Pour que des utilisateurs aux performances modestes défendent un système d'écriture complexe et difficile à apprendre, il faut nécessairement que ce système ait été instrumentalisé en un outil de domination symbolique. On s'attendrait chez ces utilisateurs à des réactions de révolte or il n'en est rien. Au contraire ceux qui ont souffert par l'orthographe ne sont pas les moins empressés à réclamer que soient appliquées à leur enfants les bonnes vieilles méthodes qui, pourtant, n'ont pas fait leur preuve. Au même titre que le langage oral, l'écrit et l'orthographe qui y est incluse participent à une forme de domination sociale ou plus précisément à la reproduction de cette domination. Si les groupes dominants de la société maitrisent l'écrit et son corollaire, l'orthographe, et que, par contraste, les groupes dominés ne le maitrisent pas, l'écrit devient un marqueur de l'appartenance sociale. Sa maitrise constitue alors un enjeu d'importance. Un employeur, un supérieur hiérarchique, un enseignant exerce et renforce son pouvoir symbolique sur le candidat, le subalterne ou l'élève dès qu'il est en position de le rappeler à la règle commune. Dans l'enseignement le pouvoir symbolique de l'enseignant est fort. Il n'est pas utile de le renforcer par un comportement de domination qu'on exercerait au moyen de l'orthographe. Cela est d'ailleurs vrai pour toutes les disciplines d'enseignement. Il convient donc pour l'enseignant d'adopter avec prudence certaines postures d'enseignement s'il veut permettre à ses élèves une acquisition efficace de la compétence orthographique. La domination symbolique qu'on peut exercer par le langage ou simplement par l'évaluation du langage d'autrui constitue un enjeu stratégique majeur pour l'apprenant. Lui donner les moyens de maitriser les outils du langage écrit (comme oral) c'est lui fournir les clés d'une part de la domination symbolique qu'il peut subir. Encore faut-il que la classe ne reproduise pas la domination symbolique que la société a instauré.

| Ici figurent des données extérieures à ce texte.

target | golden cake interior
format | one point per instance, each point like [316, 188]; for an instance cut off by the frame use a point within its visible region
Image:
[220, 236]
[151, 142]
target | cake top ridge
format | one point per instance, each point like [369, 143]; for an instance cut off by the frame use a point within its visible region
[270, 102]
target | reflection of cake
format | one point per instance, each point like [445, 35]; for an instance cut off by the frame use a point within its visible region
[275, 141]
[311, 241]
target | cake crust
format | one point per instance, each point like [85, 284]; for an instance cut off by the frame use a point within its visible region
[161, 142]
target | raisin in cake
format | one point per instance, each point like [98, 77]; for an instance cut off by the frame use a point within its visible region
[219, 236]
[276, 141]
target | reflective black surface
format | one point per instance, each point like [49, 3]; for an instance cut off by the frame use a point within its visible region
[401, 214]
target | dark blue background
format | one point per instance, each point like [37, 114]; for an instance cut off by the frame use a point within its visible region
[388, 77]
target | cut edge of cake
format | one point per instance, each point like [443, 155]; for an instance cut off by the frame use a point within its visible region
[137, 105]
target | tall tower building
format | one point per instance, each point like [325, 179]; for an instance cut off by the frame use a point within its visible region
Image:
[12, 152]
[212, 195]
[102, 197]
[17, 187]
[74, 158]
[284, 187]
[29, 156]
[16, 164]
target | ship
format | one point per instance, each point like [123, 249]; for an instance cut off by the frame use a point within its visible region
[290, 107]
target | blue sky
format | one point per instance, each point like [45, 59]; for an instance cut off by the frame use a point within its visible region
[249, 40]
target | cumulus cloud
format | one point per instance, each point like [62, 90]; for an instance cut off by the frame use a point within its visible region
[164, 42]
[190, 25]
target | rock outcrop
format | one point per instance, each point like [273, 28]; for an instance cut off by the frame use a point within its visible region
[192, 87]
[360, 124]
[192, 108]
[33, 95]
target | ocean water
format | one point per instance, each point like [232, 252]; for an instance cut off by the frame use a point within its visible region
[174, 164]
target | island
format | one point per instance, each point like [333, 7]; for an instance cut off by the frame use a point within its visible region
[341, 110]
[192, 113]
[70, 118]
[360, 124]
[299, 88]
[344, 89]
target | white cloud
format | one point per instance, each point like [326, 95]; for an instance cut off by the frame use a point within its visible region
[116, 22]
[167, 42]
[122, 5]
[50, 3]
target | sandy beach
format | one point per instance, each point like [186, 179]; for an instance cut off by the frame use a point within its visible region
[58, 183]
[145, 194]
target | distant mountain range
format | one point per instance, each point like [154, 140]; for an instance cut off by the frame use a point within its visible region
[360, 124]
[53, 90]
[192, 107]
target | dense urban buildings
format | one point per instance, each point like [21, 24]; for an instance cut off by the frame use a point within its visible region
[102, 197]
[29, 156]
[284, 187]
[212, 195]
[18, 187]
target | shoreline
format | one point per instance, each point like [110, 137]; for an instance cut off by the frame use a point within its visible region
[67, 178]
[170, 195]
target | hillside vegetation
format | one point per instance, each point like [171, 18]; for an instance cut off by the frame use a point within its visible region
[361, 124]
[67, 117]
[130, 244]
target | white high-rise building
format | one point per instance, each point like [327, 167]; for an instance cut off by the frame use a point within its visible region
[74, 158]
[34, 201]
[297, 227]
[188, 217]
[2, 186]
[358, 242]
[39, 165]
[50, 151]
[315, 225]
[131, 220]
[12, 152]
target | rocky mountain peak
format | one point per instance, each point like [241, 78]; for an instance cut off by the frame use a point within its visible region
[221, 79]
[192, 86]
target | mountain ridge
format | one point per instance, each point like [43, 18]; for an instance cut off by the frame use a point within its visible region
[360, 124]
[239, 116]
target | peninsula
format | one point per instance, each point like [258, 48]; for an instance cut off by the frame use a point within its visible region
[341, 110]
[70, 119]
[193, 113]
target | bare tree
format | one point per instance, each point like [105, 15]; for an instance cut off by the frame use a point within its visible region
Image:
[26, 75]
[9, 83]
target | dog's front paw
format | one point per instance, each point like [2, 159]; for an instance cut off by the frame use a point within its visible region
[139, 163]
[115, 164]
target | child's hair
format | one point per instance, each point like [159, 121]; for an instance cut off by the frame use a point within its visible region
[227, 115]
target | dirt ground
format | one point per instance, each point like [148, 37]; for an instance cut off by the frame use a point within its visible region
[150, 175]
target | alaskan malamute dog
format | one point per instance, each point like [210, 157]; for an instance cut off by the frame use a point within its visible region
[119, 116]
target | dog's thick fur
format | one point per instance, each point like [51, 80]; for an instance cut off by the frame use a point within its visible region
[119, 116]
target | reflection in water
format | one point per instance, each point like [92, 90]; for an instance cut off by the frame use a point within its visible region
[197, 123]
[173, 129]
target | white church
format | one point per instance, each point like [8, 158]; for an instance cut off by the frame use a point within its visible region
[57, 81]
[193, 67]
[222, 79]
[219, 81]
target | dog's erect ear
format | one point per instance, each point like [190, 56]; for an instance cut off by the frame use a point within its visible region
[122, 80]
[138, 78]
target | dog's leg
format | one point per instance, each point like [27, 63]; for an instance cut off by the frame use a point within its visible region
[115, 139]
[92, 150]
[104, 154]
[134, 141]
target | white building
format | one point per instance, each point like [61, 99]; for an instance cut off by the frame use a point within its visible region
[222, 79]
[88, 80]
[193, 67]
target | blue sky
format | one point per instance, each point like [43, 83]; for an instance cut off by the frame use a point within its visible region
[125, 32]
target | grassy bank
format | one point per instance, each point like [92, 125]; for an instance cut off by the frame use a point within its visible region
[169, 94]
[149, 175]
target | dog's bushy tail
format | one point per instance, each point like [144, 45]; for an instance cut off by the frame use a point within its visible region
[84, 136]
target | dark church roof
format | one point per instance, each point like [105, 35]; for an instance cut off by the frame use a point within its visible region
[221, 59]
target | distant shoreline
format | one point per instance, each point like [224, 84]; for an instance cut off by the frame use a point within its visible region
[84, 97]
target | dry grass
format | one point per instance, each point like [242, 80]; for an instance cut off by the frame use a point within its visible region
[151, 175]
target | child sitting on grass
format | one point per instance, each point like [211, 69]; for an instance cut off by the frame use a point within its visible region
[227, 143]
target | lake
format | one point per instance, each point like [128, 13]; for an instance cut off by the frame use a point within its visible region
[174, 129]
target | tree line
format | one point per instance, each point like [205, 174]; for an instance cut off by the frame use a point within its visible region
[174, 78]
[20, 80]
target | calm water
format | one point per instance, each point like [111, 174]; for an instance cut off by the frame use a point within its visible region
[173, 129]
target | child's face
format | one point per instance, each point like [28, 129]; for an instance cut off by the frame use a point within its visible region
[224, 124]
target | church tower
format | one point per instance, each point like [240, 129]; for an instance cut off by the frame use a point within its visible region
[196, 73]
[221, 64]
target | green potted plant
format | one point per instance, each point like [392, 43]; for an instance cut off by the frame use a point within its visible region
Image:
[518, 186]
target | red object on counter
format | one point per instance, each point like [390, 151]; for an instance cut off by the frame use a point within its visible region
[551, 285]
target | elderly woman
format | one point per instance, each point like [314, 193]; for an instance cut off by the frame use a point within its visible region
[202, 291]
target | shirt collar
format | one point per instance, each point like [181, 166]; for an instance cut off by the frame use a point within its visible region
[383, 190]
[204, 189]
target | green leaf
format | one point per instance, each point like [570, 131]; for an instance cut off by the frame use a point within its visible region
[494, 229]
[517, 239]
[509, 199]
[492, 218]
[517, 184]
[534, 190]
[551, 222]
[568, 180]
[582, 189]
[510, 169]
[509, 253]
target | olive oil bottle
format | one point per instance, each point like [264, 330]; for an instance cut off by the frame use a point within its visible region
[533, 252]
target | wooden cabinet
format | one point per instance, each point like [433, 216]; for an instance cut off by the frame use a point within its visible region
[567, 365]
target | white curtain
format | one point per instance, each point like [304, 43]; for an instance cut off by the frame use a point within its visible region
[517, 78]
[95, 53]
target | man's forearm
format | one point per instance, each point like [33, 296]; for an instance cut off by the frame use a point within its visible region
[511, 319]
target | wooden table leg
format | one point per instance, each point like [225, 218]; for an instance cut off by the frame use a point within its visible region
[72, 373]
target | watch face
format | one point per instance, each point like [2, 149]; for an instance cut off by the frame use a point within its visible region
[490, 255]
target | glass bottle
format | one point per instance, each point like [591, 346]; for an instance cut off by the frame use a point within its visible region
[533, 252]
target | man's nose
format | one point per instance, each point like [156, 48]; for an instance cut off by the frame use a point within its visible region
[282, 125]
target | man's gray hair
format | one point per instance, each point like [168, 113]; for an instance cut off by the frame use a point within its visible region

Il existe donc deux niveaux de normalisation dans l'orthographe. Le niveau objectif est constitué de règles de fonctionnement interne et le niveau subjectif est externe au système, fait de jugements, d'appréciations portés sur l'écrit ou sur son auteur.

L'orthographe est un code qu'il faut apprendre à écrire de manière univoque et dont les principes internes ne sont pas univoques. Il est évident que cet objectif recèle deux propositions contradictoires. D'un coté, une norme non négociable impose un apprentissage rigoureux, de l'autre un système variant implique un apprentissage complexe. Cette ambivalence du système orthographique est un objectif d'apprentissage qu'il faut inscrire au programme de la classe. Elle en fait un objet d'étude et d'apprentissage tout à fait passionnant que les enfants découvrent avec plaisir, à condition que ne se greffent pas sur cet apprentissage, des évaluations symboliques trop fortes.

L'importance symbolique du second niveau d'évaluation élude fréquemment le premier. Cette réalité a des conséquences sur le plan didactique car la représentation que l'apprenant se construit du système est un problème central de l'apprentissage. Il convient donc de mettre en oeuvre des outils pédagogiques qui assurent la maitrise technique du système sans reproduire les représentations sociales dominantes liées à l'orthographe, une pédagogie du code socialement non violente en quelque sorte.